Right to Request Confidential Communications: You have the right to request that we communicate with you about medical matters in a certain way or at a certain location. For example, you can ask that we only contact you at work or by mail.
To request confidential communications, you must make your request in writing to the Medical Records Department. We will not ask you the reason for your request. We will accommodate all reasonable requests. Your request must specify how or where you wish to be contacted.
Right to a Copy of This Notice: You have the right to a copy of this notice. You may ask us to give you a copy of this notice at any time.
Right to Request Restrictions: Even though all disclosures we already make are minimally necessary, you have the right to request a restriction or limitation on the medical information we use or disclose about you for treatment, payment or health care operations.
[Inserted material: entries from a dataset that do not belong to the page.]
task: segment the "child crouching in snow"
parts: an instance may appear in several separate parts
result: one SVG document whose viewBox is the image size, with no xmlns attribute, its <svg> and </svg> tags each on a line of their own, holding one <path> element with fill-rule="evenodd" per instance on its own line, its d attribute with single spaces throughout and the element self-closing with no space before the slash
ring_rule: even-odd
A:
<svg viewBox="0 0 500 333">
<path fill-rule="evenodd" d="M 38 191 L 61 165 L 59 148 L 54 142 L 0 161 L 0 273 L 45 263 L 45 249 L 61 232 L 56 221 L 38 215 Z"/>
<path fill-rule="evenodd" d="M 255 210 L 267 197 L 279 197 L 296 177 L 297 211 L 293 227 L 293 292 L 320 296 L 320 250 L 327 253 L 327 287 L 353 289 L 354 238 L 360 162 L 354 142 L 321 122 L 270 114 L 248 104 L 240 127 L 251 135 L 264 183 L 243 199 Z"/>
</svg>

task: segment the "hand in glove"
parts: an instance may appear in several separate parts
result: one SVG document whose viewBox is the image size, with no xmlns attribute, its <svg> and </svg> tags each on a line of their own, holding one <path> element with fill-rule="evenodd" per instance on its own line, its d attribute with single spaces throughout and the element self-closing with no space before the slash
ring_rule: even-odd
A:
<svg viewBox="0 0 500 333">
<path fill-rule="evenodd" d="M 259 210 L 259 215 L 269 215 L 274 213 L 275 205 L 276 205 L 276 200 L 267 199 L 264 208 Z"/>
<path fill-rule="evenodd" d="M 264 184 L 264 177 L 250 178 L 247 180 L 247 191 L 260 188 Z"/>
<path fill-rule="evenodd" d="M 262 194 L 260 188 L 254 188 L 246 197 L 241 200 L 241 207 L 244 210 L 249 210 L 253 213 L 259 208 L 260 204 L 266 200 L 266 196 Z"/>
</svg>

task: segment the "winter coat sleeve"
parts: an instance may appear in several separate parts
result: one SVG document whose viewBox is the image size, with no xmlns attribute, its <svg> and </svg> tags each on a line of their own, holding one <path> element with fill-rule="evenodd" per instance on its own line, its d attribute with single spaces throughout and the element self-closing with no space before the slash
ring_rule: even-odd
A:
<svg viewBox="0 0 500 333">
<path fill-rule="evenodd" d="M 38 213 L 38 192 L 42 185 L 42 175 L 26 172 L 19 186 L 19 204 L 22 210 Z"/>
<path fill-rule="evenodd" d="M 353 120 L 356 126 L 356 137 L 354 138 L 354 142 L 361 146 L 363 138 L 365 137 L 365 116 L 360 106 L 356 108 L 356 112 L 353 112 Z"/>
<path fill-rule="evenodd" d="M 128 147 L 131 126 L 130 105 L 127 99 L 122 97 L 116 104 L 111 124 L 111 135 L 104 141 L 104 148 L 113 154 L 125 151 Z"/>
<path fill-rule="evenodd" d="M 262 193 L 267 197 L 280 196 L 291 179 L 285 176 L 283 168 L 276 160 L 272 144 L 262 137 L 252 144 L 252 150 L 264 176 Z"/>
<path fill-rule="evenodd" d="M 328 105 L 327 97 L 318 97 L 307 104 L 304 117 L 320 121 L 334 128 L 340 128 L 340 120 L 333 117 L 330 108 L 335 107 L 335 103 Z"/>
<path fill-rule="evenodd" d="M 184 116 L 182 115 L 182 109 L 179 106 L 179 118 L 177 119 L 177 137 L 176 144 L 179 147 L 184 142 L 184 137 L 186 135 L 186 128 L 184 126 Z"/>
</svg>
You also have the right to request a limit on the medical information we disclose about you to someone who is involved in your care or the payment for your care. Finally, you have the right to request a restriction on the people who are able to obtain the information we disclose. However, we are not required to agree to your request. If we do agree, we will comply with your request unless the information is needed to provide you emergency treatment.
To request a restriction or limitation, your request must be made in writing and submitted to the Medical Records Department.